Tale previsione pare assumere un connotato di maggiore specificità rispetto a quella più generale dell’art. 2, comma 2-quater, della legge n. 345/91, sia in relazione ai presupposti (sospensione o decadenza di un pubblico ufficiale) sia con riguardo alle potenzialità lesive da prevenire, individuate nell’infiltrazione di tipo mafioso, con esclusione, quindi, dei meri condizionamenti ambientali. Inoltre, nei casi in cui per i fatti oggetto di accertamento o per i fatti connessi sia pendente un procedimento penale, il prefetto può richiedere, preventivamente, informazioni al Procuratore della Repubblica competente, il quale, in deroga all’art. 329 c.p.p., comunica tutte le notizie che non ritiene debbano rimanere segrete per le esigenze del procedimento. Si tratta di un insieme di strumenti, con potenzialità e valenze diverse, che consentono all’Autorità di Governo margini di apprezzamento e di valutazione assai ampi, al di fuori di qualsiasi tipizzazione precostituita ex lege, allo scopo di rendere quanto più duttile ed efficace l’azione di verifica improntata a chiare finalità cautelari. Proprio in considerazione della natura preventiva della procedura, la giurisprudenza ha affermato che all’Autorità di Governo è riconosciuta un’ampia discrezionalità in ordine alla rilevazione dei presupposti, anch’essi non tipizzati per legge, con riferimento a specifici fatti o atti antigiuridici ma espressi in termini di comportamento complessivi e di situazioni soggettive tali da determinare il pericolo di gravi disfunzioni, sia all’interno dell’Amministrazione locale sia all’esterno sul piano dell’ordine e della sicurezza pubblica (Consiglio di Stato, Sez. V, 3 febbraio 2000, n. 585). Nella stessa decisione il giudice amministrativo, dopo aver precisato che il provvedimento di scioglimento

166

non è un atto politico, evidenzia il suo contenuto ampiamente discrezionale, che ne fa la risultante di una valutazione il cui asse portante è costituito, da un lato, dalla accertata o notoria diffusione sul territorio della criminalità organizzata e, dall’altro, dalle precarie condizioni di funzionalità dell’Ente.

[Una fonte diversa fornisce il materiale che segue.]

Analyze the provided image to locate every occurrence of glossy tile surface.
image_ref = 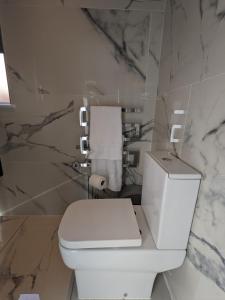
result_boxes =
[0,0,165,215]
[0,216,73,300]
[152,0,225,300]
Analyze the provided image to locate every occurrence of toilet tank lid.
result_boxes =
[149,151,201,180]
[58,198,141,249]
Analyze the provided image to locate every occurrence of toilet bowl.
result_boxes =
[58,153,200,299]
[59,205,186,299]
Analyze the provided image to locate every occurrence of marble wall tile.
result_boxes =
[0,0,164,214]
[153,0,225,300]
[0,216,73,300]
[1,0,166,11]
[152,86,191,156]
[160,0,225,91]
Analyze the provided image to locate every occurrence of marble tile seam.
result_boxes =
[1,174,84,215]
[158,72,225,96]
[0,216,29,253]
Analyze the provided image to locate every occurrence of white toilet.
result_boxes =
[58,152,201,299]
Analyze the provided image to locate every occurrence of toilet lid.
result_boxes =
[58,199,141,249]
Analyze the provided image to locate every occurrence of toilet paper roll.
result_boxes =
[89,174,107,190]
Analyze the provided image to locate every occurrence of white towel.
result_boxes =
[89,106,123,191]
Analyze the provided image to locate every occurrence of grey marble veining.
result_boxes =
[0,216,73,300]
[0,0,165,215]
[153,0,225,299]
[82,8,150,80]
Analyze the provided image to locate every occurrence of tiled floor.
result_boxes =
[0,216,73,300]
[0,216,170,300]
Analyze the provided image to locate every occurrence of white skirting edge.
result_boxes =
[163,273,177,300]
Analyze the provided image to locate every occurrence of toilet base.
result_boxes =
[75,270,157,300]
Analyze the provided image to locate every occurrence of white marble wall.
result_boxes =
[0,0,165,214]
[153,0,225,300]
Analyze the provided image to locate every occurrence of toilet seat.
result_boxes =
[58,198,142,249]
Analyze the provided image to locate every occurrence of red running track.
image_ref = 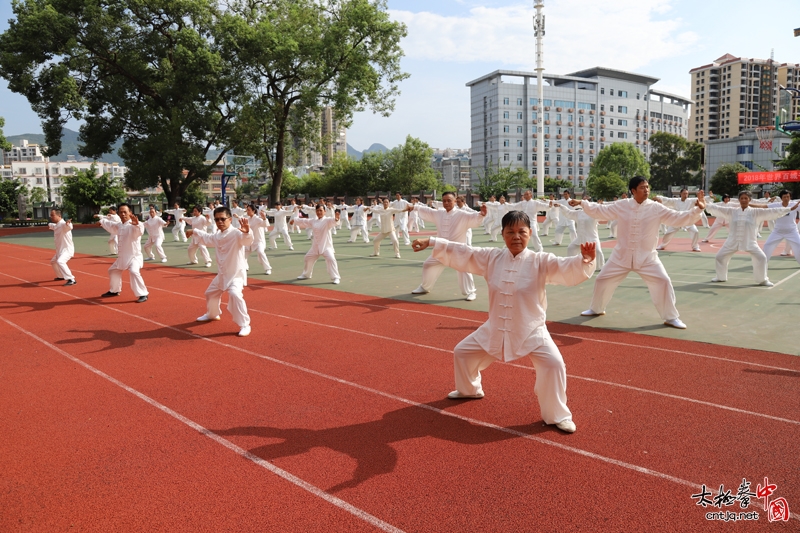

Sulla scorta delle autorevoli considerazioni, testé riportate, si ricava l’opinione che il provvedimento di scioglimento possa essere ricondotto alla categoria degli atti di alta amministrazione, in considerazione sia del suo contenuto, ampiamente discrezionale, sia del rango degli organi costituzionali che intervengono nella relativa procedura. La dottrina ha, inoltre, precisato che tali atti attengono alle scelte di fondo dell’azione amministrativa discrezionale e sono connessi ai supremi organi di direzione della Pubblica Amministrazione, segnando il raccordo tra la funzione di governo, espressione dello Stato – comunità, e la funzione amministrativa, espressione dello Stato – soggetto. L’atto di rigore è, infatti, adottato, su proposta del ministro dell’Interno, con deliberazione del Consiglio dei ministri, trasmessa contestualmente alle Camere ed al Presidente della Repubblica per l’emanazione del relativo decreto. Tale previsione, recependo il principio generale di controllo e bilanciamento tra i poteri dello Stato, pare preordinata a creare, mediante l’intervento degli organi garanti dell’ordinamento e della sovranità popolare, un sistema di filtri e garanzie contro eventuali abusi che potrebbero essere perpetrati dall’Esecutivo.